I cannot help but realize that what we attempt to do when hiring a person for a position is to really avoid a hard decision!  We do not want to hire anyone over 50 because......well, because that puts a limit on the applicant pool.  We do not want to consider anyone who is unemployed because....well, because that puts a limit on the applicant pool.  We use keywords today, for no other reason than it allows a software to scan through resumes.....well, just to cut down on the applicant pool.  Only look for those applicants with industry experience, or who have prior job titles that match.  Or, lord forbid, didn't major in the right subject matter in college, or forgot to seek some particular certification so to have the right "codes" after their name.

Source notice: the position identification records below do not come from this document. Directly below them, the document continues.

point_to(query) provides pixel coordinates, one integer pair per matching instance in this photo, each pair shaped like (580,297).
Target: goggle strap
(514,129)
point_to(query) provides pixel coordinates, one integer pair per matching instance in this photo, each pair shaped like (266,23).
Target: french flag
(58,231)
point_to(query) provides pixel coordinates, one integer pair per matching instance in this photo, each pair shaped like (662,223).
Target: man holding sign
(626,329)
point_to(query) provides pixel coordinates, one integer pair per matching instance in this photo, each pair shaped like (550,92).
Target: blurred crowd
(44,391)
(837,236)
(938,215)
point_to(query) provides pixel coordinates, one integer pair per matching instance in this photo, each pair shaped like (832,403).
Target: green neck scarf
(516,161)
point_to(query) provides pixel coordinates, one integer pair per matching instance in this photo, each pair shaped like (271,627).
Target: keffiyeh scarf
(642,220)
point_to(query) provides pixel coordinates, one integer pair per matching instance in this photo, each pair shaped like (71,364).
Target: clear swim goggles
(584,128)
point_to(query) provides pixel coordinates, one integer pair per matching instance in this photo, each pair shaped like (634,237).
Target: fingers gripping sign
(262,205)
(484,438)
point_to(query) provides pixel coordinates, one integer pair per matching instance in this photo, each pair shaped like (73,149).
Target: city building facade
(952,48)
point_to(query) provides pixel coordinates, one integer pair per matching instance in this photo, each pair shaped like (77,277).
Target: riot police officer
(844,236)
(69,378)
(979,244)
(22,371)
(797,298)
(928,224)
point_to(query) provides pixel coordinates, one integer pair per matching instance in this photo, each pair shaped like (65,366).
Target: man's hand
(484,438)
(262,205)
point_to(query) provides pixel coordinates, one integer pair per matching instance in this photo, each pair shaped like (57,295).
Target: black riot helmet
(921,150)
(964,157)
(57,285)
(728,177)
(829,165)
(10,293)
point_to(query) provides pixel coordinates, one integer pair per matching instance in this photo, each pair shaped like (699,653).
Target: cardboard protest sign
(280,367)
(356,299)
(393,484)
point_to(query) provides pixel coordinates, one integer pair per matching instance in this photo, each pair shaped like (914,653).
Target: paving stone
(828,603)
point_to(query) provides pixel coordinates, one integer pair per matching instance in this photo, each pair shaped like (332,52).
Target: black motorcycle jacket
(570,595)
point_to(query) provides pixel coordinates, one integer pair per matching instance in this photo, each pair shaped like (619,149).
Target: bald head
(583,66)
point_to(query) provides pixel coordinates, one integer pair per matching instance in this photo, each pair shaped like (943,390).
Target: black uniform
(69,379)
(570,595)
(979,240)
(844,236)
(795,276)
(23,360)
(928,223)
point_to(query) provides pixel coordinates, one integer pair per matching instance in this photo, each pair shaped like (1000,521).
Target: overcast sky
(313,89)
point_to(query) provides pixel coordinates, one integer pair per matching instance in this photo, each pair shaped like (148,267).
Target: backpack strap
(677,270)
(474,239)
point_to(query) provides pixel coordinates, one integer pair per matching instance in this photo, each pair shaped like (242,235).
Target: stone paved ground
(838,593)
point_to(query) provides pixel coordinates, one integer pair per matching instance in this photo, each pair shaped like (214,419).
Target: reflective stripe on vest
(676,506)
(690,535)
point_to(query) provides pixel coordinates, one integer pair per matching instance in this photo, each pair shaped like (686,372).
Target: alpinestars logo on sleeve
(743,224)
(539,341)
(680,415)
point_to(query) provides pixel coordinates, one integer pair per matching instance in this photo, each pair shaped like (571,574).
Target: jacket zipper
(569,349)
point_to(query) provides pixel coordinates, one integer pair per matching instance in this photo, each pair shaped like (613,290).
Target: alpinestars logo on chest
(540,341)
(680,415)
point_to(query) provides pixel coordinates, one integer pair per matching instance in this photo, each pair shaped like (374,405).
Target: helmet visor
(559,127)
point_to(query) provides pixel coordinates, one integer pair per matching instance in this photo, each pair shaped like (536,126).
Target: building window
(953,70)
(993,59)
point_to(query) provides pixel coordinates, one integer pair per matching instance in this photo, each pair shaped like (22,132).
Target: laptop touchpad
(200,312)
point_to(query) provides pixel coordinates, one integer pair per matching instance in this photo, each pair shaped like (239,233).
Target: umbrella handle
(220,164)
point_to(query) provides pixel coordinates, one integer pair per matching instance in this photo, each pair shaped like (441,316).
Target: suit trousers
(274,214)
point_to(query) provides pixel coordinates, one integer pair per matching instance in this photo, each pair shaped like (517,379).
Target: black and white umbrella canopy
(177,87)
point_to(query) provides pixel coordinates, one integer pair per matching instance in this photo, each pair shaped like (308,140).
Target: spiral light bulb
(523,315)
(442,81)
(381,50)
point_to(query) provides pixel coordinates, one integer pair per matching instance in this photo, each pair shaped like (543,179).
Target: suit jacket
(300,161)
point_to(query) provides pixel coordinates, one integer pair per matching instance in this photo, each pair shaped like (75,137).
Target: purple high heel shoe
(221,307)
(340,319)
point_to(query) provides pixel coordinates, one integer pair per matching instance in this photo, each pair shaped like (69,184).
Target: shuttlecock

If we could devise a software that would pick that one resume, that one applicant out of hundreds, and then flash "THIS ONE" across our computer screen, then we could escape from having to make a decision in regards to people and hide forever from the fact that maybe we really don't have a clue what the "ideal" candidate for a job actually is because job descriptions define a static relationship, or the engineering of an organization, and the interaction of people is dynamic which in turns changes anything static.

Hint, for those of you who are developing this applicant tracking software, why not include a simple personality test, or have some questions drawn up that would give the applicant a chance to give answers to questions that would give readers a glimpse of the social aspect of the applicant.  It would assist companies to relate to applicants and you could add an additional fee for these additional screening tools!

I also think that College2Startup is a great concept and I think every college should create a website for their seniors and recent graduates that would allow employers to surf this pool of talent; lots of jobs are "created" this way and with the unemployment rate being what it is, we are going to be in a "buyers" market for talent for quite sometime.